Creating an AI (step 1: NLP)

Mark Lyck
4 min readNov 12, 2016

A little pre-story:

I recently set out to create a chatbot from scratch.

There are plenty of chatbots out there like Siri, Corsara, Alexa etc. But these all have 1 major thing in common. They are geared towards being “assistants”. Thus, they pretty much only do question / answer type chat, and commands. Like “turn on the light” or “what’s the weather like?”. Useful for sure. But it’s not very “human-like”.

It’s been a dream of mine to create a chat-bot geared towards, emotions and human interaction for quite some time. But you have to start somewhere.

The first major goal of many, is simply to qualify for the Loebner prize.

To qualify the bot must easily handle the following question types:

My name is Bill. What is your name?
How many letters are there in the name Bill?
How many letters are there in my name?
Which is larger, an apple or a watermelon?
How much is 3 + 2?
How much is three plus two?
What is my name?
If John is taller than Mary, who is the shorter?
If it were 3:15 AM now, what time would it be in 60 minutes?
My friend John likes to fish for trout. What does John like to fish for?
What number comes after seventeen?
What is the name of my friend who fishes for trout?
What would I use to put a nail into a wall?
What is the 3rd letter in the alphabet?
What time is it now?

However before we can start building an advanced emotional AI, we’ll have to start at step 1. Natural language processing. A chat bot isn’t much if it can’t understand what we’re trying to say to it!

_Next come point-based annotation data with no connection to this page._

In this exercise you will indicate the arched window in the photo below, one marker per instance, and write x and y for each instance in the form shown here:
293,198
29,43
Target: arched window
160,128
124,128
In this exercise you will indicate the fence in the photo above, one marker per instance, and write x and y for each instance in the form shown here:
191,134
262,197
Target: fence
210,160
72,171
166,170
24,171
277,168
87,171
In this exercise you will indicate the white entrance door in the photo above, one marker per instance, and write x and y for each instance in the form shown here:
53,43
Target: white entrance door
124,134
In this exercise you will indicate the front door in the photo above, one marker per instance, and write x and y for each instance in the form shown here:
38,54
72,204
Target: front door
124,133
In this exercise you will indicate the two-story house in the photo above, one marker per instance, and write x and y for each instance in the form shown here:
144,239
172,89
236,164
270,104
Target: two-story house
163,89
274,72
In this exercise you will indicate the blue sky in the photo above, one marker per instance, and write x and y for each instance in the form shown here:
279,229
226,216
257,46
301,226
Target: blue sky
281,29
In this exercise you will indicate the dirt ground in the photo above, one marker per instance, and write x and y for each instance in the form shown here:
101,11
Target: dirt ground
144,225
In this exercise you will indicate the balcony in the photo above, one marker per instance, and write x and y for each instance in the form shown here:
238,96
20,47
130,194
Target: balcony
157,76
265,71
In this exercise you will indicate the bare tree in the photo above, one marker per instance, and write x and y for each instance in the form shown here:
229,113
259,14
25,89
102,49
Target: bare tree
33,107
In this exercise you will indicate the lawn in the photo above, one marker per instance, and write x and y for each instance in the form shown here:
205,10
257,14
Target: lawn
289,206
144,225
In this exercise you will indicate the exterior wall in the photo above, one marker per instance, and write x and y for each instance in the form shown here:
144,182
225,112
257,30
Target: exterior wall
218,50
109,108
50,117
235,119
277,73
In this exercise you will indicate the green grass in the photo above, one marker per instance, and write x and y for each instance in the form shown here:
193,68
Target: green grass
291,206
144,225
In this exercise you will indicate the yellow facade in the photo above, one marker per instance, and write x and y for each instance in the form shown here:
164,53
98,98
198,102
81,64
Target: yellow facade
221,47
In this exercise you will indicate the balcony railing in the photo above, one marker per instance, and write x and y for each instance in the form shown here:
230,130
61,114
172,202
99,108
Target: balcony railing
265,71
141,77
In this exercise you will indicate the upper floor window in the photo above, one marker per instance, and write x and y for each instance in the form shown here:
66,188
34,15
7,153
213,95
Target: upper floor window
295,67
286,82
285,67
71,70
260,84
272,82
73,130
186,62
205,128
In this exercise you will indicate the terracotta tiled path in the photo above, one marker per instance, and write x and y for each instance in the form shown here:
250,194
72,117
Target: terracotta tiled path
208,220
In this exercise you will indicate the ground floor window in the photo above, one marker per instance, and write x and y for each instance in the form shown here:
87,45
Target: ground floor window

Cleaning up your messy language!

Before we start analyzing the text, it helps a lot to clean and normalize it. This process is very simple, yet time-consuming to create. Luckily the internet exists and amazing people have already created text files for these things. Such as

  • translating British and Canadian english into American english.
  • Correcting over 4600 often misspelled words.
  • translate texting contractions such as ‘cuz’ to ‘because’
  • and normalize the text. Translating a lot synonyms and sayings into a consistent outcome.
  • numbers such as ‘seventeen’ to ‘17’

I decided to create an NPM package out of this called chatbot-normalizer

After we got a normalized sentence, I burst out punctuation. (this makes it easier to deal with the words in the message)

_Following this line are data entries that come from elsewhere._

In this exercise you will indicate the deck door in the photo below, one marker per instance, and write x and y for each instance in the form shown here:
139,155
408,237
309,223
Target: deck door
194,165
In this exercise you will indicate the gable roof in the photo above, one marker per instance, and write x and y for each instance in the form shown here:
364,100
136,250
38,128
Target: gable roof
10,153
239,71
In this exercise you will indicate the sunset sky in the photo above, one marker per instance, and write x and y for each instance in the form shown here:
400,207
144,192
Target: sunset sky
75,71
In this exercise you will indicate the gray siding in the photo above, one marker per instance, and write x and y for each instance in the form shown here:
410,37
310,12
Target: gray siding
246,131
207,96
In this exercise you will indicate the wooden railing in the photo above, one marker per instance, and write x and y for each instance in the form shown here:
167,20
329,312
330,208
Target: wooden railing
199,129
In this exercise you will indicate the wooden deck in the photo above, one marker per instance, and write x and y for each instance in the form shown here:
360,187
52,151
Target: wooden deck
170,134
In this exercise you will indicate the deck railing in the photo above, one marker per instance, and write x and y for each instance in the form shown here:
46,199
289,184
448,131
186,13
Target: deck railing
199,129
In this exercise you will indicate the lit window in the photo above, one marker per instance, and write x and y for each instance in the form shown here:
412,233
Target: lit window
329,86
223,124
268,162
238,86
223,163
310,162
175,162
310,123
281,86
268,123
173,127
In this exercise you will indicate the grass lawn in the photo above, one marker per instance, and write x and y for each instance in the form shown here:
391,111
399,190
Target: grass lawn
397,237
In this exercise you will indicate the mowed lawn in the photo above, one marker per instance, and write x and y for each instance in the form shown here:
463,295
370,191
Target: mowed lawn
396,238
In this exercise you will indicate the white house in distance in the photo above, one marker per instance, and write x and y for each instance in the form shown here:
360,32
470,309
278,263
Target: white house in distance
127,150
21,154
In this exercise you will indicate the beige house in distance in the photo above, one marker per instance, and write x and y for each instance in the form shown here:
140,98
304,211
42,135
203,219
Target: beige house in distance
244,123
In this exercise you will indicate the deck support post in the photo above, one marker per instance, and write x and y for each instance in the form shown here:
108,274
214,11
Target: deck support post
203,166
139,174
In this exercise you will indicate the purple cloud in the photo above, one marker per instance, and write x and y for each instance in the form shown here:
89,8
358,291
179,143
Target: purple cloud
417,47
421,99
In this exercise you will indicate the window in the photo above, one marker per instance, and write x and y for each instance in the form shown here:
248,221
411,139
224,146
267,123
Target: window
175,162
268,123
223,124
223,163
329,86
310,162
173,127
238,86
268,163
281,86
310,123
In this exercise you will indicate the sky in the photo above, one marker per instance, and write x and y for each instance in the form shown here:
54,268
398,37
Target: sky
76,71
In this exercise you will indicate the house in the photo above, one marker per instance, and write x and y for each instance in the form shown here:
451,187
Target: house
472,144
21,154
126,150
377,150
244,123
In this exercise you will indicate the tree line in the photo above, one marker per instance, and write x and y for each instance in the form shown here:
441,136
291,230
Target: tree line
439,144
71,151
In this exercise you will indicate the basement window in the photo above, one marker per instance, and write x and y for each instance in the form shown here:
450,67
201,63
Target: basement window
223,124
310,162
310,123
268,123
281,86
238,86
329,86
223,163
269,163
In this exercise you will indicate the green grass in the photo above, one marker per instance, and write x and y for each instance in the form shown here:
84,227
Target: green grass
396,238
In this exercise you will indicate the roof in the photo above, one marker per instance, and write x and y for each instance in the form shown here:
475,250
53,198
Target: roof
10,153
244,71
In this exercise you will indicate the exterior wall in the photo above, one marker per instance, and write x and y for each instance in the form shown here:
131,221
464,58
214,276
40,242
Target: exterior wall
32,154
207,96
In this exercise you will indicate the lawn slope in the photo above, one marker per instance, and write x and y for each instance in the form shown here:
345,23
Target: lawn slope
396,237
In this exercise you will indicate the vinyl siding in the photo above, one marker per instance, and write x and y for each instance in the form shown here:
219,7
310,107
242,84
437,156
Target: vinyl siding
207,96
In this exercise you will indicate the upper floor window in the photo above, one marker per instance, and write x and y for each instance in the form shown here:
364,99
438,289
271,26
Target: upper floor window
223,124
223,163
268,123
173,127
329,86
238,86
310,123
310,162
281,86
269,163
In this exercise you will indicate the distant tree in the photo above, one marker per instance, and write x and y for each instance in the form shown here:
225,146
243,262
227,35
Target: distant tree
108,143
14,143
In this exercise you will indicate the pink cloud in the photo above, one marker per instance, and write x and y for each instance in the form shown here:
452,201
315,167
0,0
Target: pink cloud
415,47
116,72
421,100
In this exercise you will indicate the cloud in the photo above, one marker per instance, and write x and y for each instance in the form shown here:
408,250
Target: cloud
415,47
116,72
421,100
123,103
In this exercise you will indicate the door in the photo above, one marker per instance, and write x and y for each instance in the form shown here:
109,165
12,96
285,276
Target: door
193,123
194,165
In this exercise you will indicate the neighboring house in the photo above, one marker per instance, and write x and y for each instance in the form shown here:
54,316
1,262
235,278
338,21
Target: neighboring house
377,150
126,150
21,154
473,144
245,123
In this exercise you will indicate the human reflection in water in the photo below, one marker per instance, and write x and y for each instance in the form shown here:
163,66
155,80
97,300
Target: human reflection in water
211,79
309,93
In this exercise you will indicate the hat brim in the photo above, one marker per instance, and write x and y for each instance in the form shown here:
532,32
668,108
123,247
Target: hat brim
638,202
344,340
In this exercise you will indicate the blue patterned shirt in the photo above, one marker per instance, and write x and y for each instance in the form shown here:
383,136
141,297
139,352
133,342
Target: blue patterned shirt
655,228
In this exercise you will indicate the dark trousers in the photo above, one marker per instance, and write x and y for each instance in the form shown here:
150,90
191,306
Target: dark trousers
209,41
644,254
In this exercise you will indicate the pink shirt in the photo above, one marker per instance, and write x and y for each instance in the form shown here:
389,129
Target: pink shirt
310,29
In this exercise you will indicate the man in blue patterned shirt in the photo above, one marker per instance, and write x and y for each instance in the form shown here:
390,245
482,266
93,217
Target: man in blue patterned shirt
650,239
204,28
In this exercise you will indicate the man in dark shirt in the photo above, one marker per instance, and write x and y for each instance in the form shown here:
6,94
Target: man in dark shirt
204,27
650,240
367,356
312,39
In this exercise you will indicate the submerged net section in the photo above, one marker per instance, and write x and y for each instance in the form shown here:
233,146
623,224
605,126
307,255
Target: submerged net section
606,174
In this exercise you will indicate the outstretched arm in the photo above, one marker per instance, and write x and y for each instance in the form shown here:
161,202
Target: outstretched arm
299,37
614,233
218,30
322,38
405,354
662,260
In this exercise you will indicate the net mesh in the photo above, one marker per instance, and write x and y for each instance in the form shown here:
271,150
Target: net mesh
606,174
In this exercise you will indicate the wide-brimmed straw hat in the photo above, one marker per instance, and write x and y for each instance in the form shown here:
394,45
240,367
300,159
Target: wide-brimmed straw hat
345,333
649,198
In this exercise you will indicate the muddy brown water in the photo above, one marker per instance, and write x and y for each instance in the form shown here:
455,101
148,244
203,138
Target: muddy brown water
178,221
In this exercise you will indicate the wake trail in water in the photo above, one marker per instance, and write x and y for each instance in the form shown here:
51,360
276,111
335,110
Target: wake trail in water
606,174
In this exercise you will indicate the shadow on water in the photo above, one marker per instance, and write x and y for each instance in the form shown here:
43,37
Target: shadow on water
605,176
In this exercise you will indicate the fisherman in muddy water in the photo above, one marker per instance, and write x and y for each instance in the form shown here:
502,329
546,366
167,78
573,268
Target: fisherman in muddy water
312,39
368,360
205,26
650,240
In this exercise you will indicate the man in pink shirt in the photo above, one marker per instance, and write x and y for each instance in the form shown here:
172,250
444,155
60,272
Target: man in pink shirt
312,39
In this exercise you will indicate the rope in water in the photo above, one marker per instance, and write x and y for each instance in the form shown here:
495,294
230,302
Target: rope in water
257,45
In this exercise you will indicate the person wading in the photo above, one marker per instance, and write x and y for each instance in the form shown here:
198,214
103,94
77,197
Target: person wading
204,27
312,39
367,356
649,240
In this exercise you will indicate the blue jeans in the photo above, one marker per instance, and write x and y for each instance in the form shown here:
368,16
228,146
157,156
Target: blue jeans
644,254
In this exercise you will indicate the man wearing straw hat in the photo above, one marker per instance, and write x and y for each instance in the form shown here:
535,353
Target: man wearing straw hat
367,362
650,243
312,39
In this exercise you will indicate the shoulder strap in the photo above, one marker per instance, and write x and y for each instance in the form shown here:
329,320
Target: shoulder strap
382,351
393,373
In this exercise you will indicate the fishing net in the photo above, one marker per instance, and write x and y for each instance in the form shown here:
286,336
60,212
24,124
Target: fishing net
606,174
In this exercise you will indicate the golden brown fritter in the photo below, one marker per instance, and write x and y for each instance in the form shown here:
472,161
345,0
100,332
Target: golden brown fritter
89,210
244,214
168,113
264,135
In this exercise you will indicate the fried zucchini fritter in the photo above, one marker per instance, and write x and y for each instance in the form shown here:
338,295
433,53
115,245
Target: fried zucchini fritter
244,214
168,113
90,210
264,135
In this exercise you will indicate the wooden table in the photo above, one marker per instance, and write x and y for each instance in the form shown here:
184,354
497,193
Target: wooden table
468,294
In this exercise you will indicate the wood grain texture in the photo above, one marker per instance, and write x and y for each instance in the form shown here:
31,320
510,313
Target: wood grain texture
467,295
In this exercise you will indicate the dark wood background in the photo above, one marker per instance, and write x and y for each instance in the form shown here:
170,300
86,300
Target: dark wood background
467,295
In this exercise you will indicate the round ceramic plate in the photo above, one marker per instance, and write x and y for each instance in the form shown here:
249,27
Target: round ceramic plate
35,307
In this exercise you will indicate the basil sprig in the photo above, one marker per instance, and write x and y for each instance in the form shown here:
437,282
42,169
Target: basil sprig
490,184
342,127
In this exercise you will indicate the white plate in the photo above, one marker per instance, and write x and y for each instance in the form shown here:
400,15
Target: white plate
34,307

"My name is Bill." becomes:"My name is Bill ."

Then I tag all the words with a Parts of Speech tagger.

taggedWords: 
[
['My','PRP$'], // Personal pronoun
['name','NN'], // Noun
['is','VBZ'], // Verb present
['Bill','NNP] // Proper noun
]

I also put all the words in broader tagged arrays

names: ["Bill"],
nouns: ["name"],
numbers: [],
verbs: ["is"],
adverbs: [],

We should also figure out if a question was asked, and if so, what kind. For this I would like to write a machine learning algorithm, and train it with TREC’s dataset, containing classification of over 4000 questions.

However, to start off with. I’ll be utilizing the Qtypes library. To classify questions. For anyone interested Here is the full list of question classes.

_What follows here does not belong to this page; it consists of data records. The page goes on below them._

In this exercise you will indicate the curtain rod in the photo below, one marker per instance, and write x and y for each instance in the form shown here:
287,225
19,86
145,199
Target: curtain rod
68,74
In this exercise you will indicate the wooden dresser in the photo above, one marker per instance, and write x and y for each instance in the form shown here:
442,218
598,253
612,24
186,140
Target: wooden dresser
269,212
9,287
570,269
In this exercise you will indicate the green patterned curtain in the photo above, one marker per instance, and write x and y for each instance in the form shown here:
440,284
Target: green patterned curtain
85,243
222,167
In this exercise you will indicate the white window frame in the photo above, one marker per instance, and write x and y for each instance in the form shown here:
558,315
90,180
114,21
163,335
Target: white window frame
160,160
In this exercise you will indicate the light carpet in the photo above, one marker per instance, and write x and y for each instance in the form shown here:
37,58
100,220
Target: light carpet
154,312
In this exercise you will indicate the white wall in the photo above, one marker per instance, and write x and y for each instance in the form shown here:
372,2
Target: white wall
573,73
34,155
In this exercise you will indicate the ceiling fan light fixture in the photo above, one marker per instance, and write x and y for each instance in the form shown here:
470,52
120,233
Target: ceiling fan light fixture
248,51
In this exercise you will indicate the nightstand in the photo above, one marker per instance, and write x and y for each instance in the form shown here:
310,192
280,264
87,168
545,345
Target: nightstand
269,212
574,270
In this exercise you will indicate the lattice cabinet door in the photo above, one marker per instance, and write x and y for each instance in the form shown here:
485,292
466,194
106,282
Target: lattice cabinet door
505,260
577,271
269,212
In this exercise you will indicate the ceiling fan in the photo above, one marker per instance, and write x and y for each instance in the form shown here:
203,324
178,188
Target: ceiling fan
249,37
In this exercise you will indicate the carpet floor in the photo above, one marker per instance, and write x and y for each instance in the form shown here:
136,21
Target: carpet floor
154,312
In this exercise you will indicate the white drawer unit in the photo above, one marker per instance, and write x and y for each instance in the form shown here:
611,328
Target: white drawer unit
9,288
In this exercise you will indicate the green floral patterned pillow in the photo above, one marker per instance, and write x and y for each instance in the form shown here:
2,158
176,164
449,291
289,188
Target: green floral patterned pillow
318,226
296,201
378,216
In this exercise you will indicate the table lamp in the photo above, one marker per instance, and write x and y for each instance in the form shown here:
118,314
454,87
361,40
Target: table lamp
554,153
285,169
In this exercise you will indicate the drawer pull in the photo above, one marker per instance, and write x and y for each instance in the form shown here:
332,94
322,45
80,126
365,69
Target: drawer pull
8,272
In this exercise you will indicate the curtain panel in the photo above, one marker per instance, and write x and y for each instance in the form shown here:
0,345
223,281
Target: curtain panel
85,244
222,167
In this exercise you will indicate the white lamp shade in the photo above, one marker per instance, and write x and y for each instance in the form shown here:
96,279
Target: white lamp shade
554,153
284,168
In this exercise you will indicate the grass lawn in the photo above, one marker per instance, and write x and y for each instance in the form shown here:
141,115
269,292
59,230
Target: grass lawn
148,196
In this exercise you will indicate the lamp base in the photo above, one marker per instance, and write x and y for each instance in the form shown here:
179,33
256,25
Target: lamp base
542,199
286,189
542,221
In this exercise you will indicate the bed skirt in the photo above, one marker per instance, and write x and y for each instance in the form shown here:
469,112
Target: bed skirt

qType tells us what kind of reply the user expects, qSubType well tell us what the question format is, this is one of: CH, WH, YN and TG:

  • CH: Choice or Alternate Question. The question is asking you to pick between two or more things. For example: Is the water hot or cold?
  • WH: Question are the most common, they come in the form of who, what, where, when or why.
  • YN: Yes/No Question are fairly self explanation. For example: Do you have a pencil?
  • TG: Tag Question are not really questions, but are ways of asking questions to keep the conversation open. They are statements that usually end in a pronoun, and add a positive or negative ending, for example: It’s beautiful, isn’t it? or Sally went to the store, didn’t she?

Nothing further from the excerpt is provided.